Twelve years ago, at about this time, I was flying over Alton, New Hampshire, when I heard a strange radio conversation from the airport at Sanford in Maine between the office and a pilot taking off. The office told him to abort. The pilot replied that he was already off the ground. "Return," said the office. "All air traffic is grounded." I was heading "around the mountains" on that glorious early autumn day, so I landed at Moultonborough aiport for gasoline and to check out the situation. There I was told that "a 707" had crashed into a building in New York and all air traffic was indeed grounded. With great good luck, I did get permission to fly back to my home airport, during which flight I may have been the only pilot airborne in the United States, or anyhow the only one within radio distance.
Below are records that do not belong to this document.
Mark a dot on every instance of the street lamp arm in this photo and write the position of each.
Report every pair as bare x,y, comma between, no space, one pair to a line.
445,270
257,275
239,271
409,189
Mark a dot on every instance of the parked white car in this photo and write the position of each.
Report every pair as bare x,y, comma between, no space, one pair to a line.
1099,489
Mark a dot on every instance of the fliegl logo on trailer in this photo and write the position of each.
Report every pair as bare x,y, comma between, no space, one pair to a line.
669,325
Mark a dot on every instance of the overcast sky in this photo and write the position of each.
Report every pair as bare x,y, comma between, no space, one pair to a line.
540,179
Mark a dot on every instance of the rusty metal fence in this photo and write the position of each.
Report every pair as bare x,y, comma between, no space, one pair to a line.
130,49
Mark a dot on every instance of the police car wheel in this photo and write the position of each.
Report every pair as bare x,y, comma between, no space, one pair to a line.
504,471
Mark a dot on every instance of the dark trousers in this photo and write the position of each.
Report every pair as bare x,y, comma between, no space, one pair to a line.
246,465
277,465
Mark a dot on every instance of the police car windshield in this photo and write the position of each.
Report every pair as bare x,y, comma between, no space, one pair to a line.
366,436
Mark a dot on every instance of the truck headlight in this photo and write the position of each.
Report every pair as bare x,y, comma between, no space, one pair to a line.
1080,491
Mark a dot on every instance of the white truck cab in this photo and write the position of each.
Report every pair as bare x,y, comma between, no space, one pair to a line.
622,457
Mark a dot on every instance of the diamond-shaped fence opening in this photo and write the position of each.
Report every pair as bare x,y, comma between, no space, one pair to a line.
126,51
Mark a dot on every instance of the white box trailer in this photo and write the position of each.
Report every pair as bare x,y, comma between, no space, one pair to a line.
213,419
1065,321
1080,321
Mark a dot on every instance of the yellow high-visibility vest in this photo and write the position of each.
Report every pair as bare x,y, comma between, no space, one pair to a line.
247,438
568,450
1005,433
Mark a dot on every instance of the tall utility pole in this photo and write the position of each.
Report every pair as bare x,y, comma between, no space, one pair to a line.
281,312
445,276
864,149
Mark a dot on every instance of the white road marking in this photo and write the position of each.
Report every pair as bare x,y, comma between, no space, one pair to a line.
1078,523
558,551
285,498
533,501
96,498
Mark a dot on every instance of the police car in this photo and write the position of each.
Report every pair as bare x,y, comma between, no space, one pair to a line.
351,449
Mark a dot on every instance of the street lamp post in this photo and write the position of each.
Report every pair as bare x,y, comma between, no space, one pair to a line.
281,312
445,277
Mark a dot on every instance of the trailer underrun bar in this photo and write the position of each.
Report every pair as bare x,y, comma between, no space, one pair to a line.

The following year, I made the annual around-the-mountain flight. It was another gorgeous day, and when I surfed over the height-of-land at Kancamagus Pass, the parking lot was full of tourists taking photographs of my Piper Cub. For my part, I extended my right middle finger in the direction of Osama bin Laden.
I made the 9/11 pilgrimage every year thereafter, whenever the weather was favorable, which was about half the time. The last one was on September 11, 2011, just before I turned eighty. I then grounded myself in the interests of public safety. The Cub wouldn't do any damage to a New York skyscraper, but it could scare the daylights out of somebody on the ground, if an octogenarian lost control of it.